快猫短视频

Westminster diary

Comment from Tam Dalyell

SHAMEFULLY white, it鈥檚 time for Western science to face up to the embarrassing fact that it excludes black people, says 快猫短视频 (9 March, p 3, p 44). I brought this magazine鈥檚 recent interview with Elizabeth Rasekoala to science minister David Sainsbury鈥檚 attention. I asked him what the government is doing to right this wrong.

Sainsbury said black children must be helped to see that science has something exciting to offer them and that there are enough role models who can encourage them to take up science careers. Racial equality must also be transparent in the way all public bodies conduct their business. He admitted that much more needs to be done, but some progress has been made. For example, more effective targeting and use of resources is now available through the Ethnic Minorities Achievement Grant of the Standards Fund鈥攃urrently 拢154 million a year.

The government, Sainsbury said, is also working with the Teacher Training Agency to increase the number of ethnic minority teachers to 9 per cent by 2006, and to make good use of ethnic minority teaching assistants and learning mentors. Certainly, the lack of suitable role models is a disincentive to black children. The government is addressing this by providing funds to the African Caribbean Network for Science, Engineering and Technology, Manchester, headed by Rasekoala. The aim is to organise events around the country which put black children in touch with role models in science-related careers. To ensure their activities meet the needs of people from all ethnic backgrounds, organisations such as the Science, Technology, Engineering and Mathematics Network, London (SETNET) and the British Association for the Advancement of Science.

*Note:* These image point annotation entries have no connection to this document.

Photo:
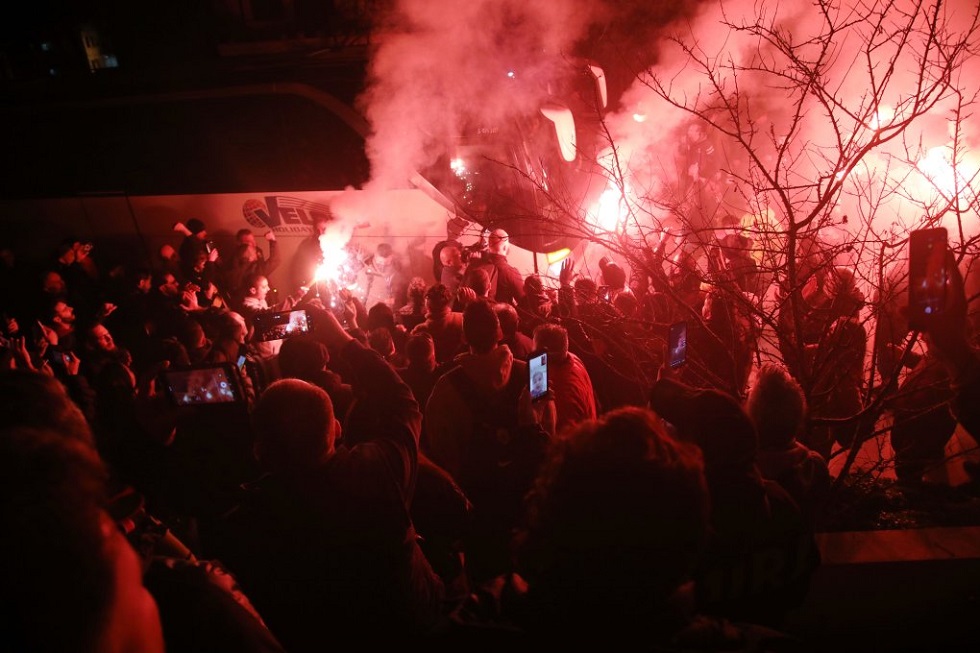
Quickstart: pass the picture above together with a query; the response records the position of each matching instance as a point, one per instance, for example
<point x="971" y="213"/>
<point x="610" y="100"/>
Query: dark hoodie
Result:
<point x="761" y="552"/>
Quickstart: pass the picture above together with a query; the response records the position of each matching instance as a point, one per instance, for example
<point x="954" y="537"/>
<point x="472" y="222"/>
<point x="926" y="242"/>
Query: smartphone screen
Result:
<point x="677" y="344"/>
<point x="201" y="386"/>
<point x="928" y="278"/>
<point x="282" y="324"/>
<point x="537" y="370"/>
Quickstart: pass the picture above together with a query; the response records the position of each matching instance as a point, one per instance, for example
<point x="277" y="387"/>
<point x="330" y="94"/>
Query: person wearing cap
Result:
<point x="835" y="362"/>
<point x="613" y="278"/>
<point x="194" y="243"/>
<point x="506" y="283"/>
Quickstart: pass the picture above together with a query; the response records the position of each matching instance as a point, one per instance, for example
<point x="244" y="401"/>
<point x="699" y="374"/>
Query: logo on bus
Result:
<point x="284" y="215"/>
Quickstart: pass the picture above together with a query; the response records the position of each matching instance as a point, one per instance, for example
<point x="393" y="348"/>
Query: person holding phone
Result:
<point x="255" y="302"/>
<point x="566" y="377"/>
<point x="333" y="515"/>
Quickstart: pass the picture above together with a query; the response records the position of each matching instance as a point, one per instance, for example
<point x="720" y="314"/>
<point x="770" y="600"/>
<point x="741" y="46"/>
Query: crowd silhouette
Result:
<point x="386" y="481"/>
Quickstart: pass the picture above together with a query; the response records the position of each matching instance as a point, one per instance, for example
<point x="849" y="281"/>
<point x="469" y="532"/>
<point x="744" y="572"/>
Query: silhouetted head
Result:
<point x="481" y="328"/>
<point x="617" y="517"/>
<point x="777" y="406"/>
<point x="295" y="428"/>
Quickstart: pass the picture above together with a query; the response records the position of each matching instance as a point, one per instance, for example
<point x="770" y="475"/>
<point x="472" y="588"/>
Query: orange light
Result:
<point x="556" y="257"/>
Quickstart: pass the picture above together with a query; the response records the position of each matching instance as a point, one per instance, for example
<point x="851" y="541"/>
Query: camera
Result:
<point x="276" y="325"/>
<point x="475" y="251"/>
<point x="202" y="385"/>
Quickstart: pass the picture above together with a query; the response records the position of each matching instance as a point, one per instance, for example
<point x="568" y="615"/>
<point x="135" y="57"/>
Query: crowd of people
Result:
<point x="384" y="480"/>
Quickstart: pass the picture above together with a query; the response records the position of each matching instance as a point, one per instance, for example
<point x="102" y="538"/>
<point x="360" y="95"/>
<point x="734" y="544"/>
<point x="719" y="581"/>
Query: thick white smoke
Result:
<point x="442" y="64"/>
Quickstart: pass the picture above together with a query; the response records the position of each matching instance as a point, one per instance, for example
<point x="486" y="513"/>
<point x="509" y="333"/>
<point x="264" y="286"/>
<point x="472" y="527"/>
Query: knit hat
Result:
<point x="612" y="275"/>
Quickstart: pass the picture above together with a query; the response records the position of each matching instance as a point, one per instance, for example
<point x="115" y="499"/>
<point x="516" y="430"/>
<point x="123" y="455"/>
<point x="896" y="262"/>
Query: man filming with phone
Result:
<point x="256" y="302"/>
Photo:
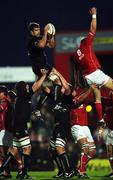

In their support of SETNET and its network of information centres across Britain, the government and other supporters want every child under 16 to have the opportunity to participate in an appropriate science, technology, engineering and maths activity by the end of March 2004.

My view is that the science minister, together with the Department for Education and Skills, is taking much trouble in this delicate matter. And not before time, too.

FISH numbers the world over are plummeting as more and more, often heavily subsidised, vessels chase dwindling stocks (12 January, p 15). Elliot Morley, the fisheries minister, tells me the government is set to help poor coastal nations in their action against foreign trawlers fishing illegally in their waters.

The European Union has many agreements with countries such as Norway, Iceland, Greenland and Morocco that allow EU member states access to these countries鈥 waters. Britain generally supports such 鈥渢hird-country agreements鈥 as they maintain traditional fishing opportunities for EU trawlers in far-off waters and can provide benefits for regions dependent on fishing. But sometimes better arrangements are needed to ensure the agreements are cost-effective, environmentally sustainable and conform to EU development policy. Often pressures to expand the agreements override these needs, said Morley.

The recent European Court of Auditors report on third country fisheries agreements echoes the government鈥檚 concerns. At the Fisheries Council meeting in November, Morley emphasised the importance of detailed discussions of third-country agreements in the context of the reform of the Common Fisheries Policy. These discussions are on-going and Britain will argue that every bilateral fisheries agreement should be accompanied by a rigorous stock assessment and conditional on an environmental and social impact assessment, said the fisheries minister.